After scrambling over a gnarly rock section and through a swamp the course shoots up a rocky incline and out onto an open rock outcropping with 360 degree views. To racers on Saturday this meant a panoramic view of white, as the fog continued to hang low over the ground. The openness also allowed me to see Mike for a while and I picked up the pace a little to catch up to him. Coming into aid station four at mile 20.7 Mike and I were running together and Leigh was only a few strides back. At this point I had battled through some stomach problems but was feeling strong. I left the aid station a few seconds ahead of Mike and as we came to a creek I decided to jump in. I was warm and my feet were already as wet as they were going to get so I figured I should cool off, so I hopped into a deep pool completely submerged myself and then jumped back on the trail with Mike feeling like a new person. I would repeat this several times over the course of the day.
Over the next several miles I was able to build a small lead over Mike and Leigh. Coming down the last descent to the aid station at camp Lanowa my confidence was hitting an all time high. The next thing I knew I was hitting the ground. Fall number two, a PR for falls during a race for me. There went my confidence! I picked myself up off the ground made sure I wasn’t hurt, and then continued down the trail to the aid station and mile 27. Following the aid station there I battled some more stomach issues, and the low points that everyone goes through during an ultra, but by the time I got back to Anthony Wayne with 10 miles left I had refueled and was feeling great again.
At this point I was told that Leigh was in second a few minutes back. I hadn’t banked any more time on my lead since camp Lanowa at mile 27 so I knew he was running strong. The final 10 miles of the course flew by. I felt strong and although I knew that I had picked up the pace I will admit that I glanced back a few times over the final miles to see if Leigh was in sight, especially during the climb over Timp Pass! Once that final climb was behind I was able to relax a bit and enjoy the run into the finish.
It was a great feeling coming up over the final hill and seeing the finish line, my family and everyone that came to support me. I wouldn’t be where I am without their support and encouragement. I threw my arms up as I crossed the line, gave a prayer of thanks, and got a hug from Leah and my team manager. A few minutes later Leigh crossed the line in second followed by Ben Nephew in third. Brian and Mike were only a few minutes back rounding out the top five.

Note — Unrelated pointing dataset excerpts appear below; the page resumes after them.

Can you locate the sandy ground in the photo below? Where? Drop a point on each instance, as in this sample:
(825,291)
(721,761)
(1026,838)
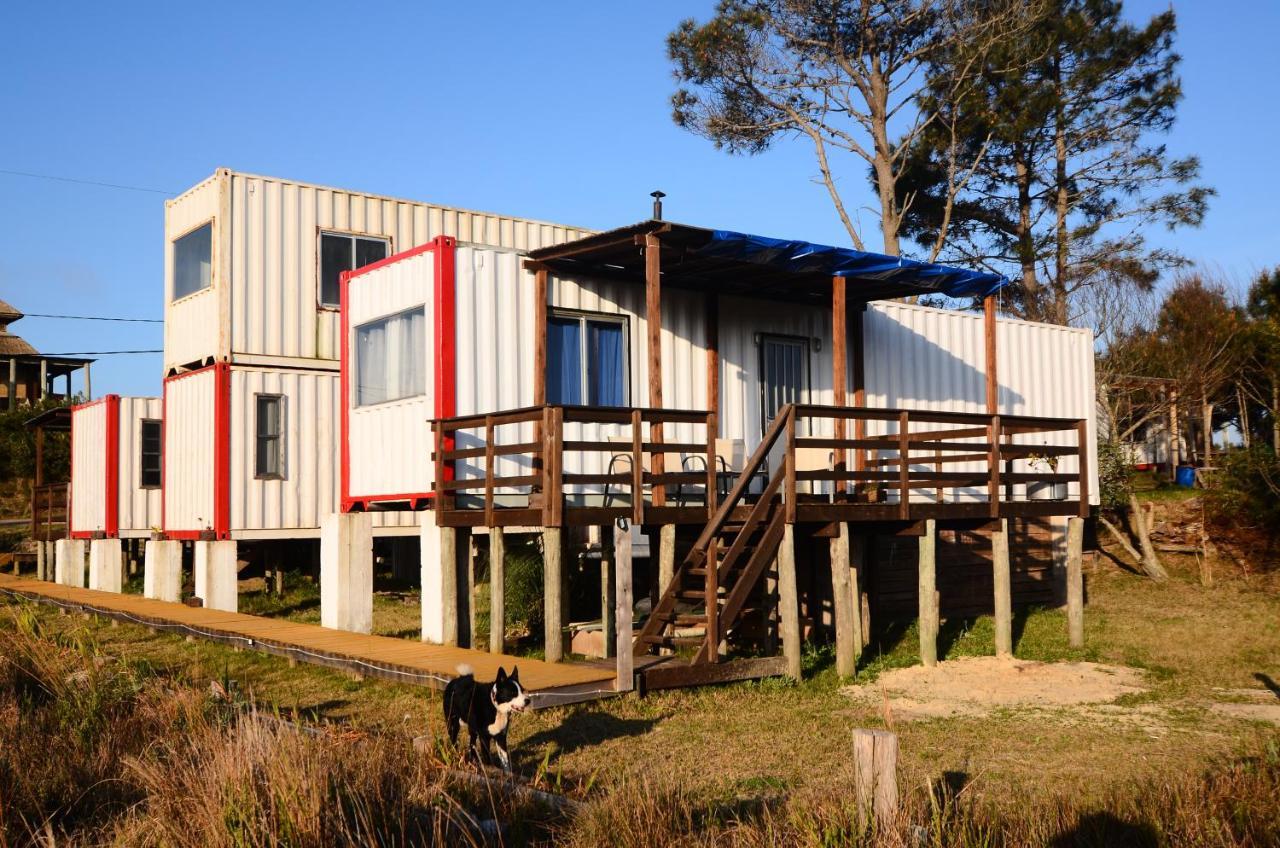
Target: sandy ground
(977,685)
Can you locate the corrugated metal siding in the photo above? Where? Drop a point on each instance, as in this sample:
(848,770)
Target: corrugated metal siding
(88,468)
(188,452)
(274,272)
(397,425)
(920,358)
(140,507)
(191,324)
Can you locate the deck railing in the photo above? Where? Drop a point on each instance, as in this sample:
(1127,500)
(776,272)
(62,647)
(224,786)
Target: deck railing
(553,465)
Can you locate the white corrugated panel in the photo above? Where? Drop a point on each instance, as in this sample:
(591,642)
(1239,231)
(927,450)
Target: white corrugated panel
(88,468)
(274,242)
(932,359)
(140,507)
(188,451)
(191,324)
(389,443)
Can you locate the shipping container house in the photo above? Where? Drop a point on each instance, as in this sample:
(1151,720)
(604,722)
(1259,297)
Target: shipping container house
(115,468)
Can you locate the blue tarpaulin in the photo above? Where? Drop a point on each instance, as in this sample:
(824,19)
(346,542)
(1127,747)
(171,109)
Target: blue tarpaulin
(801,256)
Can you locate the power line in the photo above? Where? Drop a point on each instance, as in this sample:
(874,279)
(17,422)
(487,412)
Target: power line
(100,352)
(96,318)
(87,182)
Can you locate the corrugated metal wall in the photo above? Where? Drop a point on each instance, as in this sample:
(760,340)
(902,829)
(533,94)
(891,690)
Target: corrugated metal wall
(188,451)
(191,324)
(389,442)
(88,468)
(274,235)
(140,507)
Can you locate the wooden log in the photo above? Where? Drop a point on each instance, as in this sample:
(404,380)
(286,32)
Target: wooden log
(842,601)
(1002,591)
(1075,582)
(624,607)
(553,614)
(497,589)
(789,602)
(928,615)
(876,775)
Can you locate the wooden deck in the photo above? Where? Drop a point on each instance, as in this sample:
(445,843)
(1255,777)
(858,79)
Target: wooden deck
(402,660)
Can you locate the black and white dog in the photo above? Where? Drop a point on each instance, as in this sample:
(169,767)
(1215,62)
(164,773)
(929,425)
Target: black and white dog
(485,709)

After I recovered for a few minutes I grabbed a hot meal and enjoyed the atmosphere as I watched Jordan finish out his race and my friends Bob, and Dan finish up their 50k adventures. The North Face and Hawkeye do an amazing job of putting on events and it was awesome and inspiring to watch people celebrate as they crossed the line and reached their goals. As for me my goals for the day were achieved, now it was time for recovery and preparation for my next set of goals. Only four weeks until Endurance Challenge DC! Should be fun!